First, train one model that contains checkpoints for all iterations (this is for computing TracIn score).

cd FC_MIA
python3 main_all_checkpoints.py

Then run FC_MIA/plot_compare_influence.ipynb to compute influence scores estimated using various prior methods as well as mean distance LOOD, and compare their correlation with the ground truth prediction difference between NNs trained on leave-one-out datasets. (To compute correlation, one needs at least two differing data points. To observe statistically significant correlation, we recommend evaluating over at least 50 randomly chosen differing data points.)

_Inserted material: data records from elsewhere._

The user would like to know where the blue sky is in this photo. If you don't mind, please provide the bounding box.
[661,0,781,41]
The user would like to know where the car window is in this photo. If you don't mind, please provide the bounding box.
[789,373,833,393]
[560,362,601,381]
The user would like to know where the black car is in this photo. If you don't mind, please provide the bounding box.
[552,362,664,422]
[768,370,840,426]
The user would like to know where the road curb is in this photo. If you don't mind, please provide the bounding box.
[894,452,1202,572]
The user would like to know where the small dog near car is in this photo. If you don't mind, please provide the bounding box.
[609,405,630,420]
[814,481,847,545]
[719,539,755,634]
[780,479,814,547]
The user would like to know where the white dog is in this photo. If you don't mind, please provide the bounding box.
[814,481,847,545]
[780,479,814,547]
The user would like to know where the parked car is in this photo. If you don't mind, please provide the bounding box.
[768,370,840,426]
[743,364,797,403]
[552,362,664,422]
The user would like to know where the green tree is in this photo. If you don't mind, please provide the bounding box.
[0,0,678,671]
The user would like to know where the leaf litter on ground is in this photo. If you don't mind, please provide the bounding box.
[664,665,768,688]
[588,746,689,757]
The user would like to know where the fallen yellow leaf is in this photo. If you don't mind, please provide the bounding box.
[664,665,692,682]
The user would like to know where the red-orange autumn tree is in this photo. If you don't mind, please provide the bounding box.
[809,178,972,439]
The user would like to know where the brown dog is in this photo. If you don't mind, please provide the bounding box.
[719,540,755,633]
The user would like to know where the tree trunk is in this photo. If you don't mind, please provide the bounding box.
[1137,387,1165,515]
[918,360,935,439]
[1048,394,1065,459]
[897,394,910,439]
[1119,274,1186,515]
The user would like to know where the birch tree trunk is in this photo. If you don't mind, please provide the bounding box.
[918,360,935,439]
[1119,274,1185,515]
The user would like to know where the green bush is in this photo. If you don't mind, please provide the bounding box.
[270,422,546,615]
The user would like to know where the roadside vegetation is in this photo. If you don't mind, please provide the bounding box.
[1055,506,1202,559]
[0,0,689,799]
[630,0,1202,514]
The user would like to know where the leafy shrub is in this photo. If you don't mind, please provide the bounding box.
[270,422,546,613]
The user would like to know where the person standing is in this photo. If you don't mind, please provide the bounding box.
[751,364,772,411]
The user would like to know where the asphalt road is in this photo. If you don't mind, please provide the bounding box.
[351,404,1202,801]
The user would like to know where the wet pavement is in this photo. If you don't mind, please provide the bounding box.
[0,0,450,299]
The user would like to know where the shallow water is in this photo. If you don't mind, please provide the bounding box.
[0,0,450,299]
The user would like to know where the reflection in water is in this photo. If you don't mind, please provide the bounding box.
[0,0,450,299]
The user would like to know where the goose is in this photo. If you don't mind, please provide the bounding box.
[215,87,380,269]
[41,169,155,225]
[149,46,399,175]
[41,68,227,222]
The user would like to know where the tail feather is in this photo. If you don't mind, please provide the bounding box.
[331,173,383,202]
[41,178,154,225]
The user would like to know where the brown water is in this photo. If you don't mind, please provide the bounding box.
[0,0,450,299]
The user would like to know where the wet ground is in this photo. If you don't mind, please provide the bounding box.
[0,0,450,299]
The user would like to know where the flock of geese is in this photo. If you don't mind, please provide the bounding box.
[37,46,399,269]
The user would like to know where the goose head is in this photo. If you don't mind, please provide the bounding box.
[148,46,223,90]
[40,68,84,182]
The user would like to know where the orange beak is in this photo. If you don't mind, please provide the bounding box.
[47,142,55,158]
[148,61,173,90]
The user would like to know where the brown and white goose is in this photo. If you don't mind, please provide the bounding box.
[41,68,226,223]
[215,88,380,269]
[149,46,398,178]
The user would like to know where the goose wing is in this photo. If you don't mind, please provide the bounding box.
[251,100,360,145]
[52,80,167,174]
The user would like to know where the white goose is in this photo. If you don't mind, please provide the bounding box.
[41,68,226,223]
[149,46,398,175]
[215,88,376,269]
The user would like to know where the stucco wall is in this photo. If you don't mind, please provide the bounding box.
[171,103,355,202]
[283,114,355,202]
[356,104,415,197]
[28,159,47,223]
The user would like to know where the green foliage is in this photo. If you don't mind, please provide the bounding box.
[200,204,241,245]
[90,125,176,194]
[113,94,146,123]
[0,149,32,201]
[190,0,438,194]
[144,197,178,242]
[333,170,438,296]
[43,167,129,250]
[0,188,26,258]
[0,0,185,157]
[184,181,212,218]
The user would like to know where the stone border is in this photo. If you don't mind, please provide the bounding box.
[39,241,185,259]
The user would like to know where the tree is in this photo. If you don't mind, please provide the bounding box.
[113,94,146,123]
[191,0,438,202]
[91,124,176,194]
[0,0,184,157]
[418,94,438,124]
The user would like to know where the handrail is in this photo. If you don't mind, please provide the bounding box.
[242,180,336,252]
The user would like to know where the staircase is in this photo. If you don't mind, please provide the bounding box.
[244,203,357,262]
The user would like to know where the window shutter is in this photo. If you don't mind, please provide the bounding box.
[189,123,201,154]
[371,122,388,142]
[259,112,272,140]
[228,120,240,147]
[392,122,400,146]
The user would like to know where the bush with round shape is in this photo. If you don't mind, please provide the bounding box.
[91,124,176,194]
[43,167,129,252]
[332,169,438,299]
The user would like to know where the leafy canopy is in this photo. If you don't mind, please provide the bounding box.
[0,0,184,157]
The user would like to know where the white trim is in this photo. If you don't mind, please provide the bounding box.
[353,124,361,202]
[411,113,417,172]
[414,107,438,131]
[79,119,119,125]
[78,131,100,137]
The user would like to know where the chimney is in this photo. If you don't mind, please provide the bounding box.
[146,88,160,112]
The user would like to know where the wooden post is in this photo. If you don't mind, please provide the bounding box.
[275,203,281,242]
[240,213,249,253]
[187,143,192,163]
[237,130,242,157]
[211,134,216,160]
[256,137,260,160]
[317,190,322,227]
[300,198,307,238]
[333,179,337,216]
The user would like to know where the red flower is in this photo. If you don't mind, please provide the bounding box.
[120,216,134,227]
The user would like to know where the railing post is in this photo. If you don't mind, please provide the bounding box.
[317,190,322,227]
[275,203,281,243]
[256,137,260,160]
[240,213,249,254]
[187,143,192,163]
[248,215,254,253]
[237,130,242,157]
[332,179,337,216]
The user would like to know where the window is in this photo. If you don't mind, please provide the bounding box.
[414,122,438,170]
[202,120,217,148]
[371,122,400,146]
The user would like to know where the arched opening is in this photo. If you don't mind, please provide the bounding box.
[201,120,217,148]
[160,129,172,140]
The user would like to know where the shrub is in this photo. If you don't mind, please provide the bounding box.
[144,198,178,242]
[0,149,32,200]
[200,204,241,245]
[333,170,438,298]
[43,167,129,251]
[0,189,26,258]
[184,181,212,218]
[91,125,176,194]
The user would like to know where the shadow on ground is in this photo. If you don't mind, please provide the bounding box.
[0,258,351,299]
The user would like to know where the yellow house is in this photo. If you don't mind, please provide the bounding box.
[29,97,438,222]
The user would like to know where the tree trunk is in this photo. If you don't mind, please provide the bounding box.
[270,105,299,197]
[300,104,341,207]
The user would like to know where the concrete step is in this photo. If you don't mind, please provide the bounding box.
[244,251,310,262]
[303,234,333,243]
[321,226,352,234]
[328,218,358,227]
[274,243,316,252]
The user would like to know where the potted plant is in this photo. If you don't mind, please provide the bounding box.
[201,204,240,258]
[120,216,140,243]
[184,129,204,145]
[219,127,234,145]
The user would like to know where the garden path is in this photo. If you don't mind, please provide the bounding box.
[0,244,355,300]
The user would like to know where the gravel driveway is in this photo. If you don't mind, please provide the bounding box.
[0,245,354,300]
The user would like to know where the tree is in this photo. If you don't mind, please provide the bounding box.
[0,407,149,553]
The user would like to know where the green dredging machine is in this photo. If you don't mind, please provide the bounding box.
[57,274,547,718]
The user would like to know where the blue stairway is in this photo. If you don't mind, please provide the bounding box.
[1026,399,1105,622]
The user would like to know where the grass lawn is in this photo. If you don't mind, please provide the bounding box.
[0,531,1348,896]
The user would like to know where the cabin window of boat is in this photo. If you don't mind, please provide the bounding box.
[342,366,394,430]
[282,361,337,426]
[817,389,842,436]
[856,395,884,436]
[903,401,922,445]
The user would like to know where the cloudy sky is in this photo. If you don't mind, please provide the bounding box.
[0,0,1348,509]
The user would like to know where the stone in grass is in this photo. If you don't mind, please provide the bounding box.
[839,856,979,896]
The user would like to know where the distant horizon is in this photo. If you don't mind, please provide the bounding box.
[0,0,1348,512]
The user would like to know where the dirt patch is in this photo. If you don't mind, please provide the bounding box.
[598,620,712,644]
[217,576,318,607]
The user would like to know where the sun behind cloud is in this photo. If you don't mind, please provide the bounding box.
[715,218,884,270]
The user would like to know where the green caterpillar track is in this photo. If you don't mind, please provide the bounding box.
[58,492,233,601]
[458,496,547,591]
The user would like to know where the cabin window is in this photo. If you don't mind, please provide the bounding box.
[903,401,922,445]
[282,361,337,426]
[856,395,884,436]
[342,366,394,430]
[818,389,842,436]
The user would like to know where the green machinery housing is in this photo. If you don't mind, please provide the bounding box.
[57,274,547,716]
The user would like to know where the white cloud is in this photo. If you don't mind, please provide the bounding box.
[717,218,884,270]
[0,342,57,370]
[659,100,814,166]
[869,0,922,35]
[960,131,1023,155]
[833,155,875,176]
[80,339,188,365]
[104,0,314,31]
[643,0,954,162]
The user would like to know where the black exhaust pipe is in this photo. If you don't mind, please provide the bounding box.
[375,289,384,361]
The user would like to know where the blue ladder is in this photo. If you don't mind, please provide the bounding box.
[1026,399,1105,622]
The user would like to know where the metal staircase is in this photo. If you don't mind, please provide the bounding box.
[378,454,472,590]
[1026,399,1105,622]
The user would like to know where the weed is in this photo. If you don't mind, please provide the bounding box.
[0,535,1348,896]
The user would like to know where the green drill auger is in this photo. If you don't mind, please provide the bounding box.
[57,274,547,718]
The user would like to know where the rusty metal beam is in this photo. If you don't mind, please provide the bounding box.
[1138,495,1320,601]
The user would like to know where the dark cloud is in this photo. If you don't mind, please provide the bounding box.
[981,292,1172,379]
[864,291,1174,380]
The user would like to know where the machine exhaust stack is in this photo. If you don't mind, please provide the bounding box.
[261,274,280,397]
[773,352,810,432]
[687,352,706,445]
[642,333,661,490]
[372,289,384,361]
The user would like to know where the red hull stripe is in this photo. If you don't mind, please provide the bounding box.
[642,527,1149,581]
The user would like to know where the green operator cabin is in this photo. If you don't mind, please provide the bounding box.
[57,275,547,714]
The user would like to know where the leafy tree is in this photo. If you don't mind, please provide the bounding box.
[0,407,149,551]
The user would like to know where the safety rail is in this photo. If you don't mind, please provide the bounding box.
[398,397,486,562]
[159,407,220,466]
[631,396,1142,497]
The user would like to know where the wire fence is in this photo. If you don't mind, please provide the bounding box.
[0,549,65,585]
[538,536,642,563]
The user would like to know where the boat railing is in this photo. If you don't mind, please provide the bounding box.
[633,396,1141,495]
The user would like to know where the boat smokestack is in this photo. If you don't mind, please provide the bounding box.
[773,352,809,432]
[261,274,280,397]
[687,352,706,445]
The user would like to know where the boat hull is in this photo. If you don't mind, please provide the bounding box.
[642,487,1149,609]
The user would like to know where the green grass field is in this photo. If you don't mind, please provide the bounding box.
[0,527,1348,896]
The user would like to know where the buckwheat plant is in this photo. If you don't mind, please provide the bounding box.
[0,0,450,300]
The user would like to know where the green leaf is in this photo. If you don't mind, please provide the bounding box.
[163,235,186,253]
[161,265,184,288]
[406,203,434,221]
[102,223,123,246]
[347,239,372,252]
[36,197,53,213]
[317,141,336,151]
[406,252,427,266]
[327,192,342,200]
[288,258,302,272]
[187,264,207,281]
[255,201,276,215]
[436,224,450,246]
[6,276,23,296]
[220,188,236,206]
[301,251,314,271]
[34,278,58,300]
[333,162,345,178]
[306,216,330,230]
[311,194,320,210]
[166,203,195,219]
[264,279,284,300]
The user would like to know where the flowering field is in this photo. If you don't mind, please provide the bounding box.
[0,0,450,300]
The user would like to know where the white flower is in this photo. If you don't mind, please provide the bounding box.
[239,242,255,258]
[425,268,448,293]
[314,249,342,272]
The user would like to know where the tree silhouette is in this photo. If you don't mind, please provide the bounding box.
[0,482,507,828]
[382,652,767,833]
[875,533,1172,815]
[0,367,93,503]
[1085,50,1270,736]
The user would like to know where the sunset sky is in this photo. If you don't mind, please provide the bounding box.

LOOD landscape for specified differing data

To compute the LOOD landscape for differing data with indices in the csv file ../log_nngp_vs_nn/log_nn/nn.csv, run

cd exact_nngp
python3 compute_LOOD.py --DATA_PATH ../FC_MIA/models_in_relu_NTK/experiment_0/logs --logdir ../log_nngp_vs_nn/log_nngp_landscape --TASK log_landscape  --DIFFER_LIST_PATH ../log_nngp_vs_nn/log_nn/nn.csv

Proceed to run exact_nngp/plot_landscape.ipynb. All the value files and visualizations for LOOD landscape are in the folder log_nngp_vs_nn/log_nngp_landscape. (To modify the list of differing data, pass in csv file with other differ_idx values to replace ../log_nngp_vs_nn/log_nn/nn.csv).

MIA performance landscape for specified differing data

Run FC_MIA/plot_landscape.ipynb. See all the generated value files and visualizations for MIA AUC landscape in the folder log_nngp_vs_nn/log_nn_landscape.

LOOD and MIA performance comparison under different activation function

To compute MIA performance on NNs with gelu activation, for the same differing data as specified in the experiment for relu activation, run

cd FC_MIA_gelu
python3 main.py
python3 main_out_models.py
python3 compute_auc_and_diff.py --in_path ./models_in_gelu_NTK --out_path ./models_out_gelu_NTK --logdir ../log_nngp_vs_nn/log_nn_gelu

to (1) train 100 in models with gelu activation (2) train 100 out models with gelu activation for the differing data in the folder ../log_nngp_vs_nn/log_nn/data (3) compute per-record MIA performance in AUC scores under gelu activation

To compute the LOOD for differing data with the same indices, run

cd exact_nngp
python3 compute_LOOD.py --DATA_PATH ../FC_MIA_gelu/models_in_gelu_NTK/experiment_0/logs --DIFFER_LIST_PATH ../log_nngp_vs_nn/log_nn_gelu/nn.csv --logdir ../log_nngp_vs_nn/log_nngp_gelu --ACT gelu

Then proceed to FC_MIA_gelu/plot_activation.ipynb to plot the LOOD and MIA performance under all evaluated differing data records under gelu activation, and to compare with the results under relu activation.

Acknowledgements

The code heavily relies on the Google Neural Tangents Library for computing the prediction distribution under NNGP. The code for influence function estimate is adapted from torch-influence with significant help from Martin Strobel in terms of reproducing the code.

Reference

[1] Jiayuan Ye, Anastasia Borovykh, Soufiane Hayou, and Reza Shokri. Leave-one-out Distinguishability in Machine Learning. In International Conference on Learning Representations (ICLR) 2024.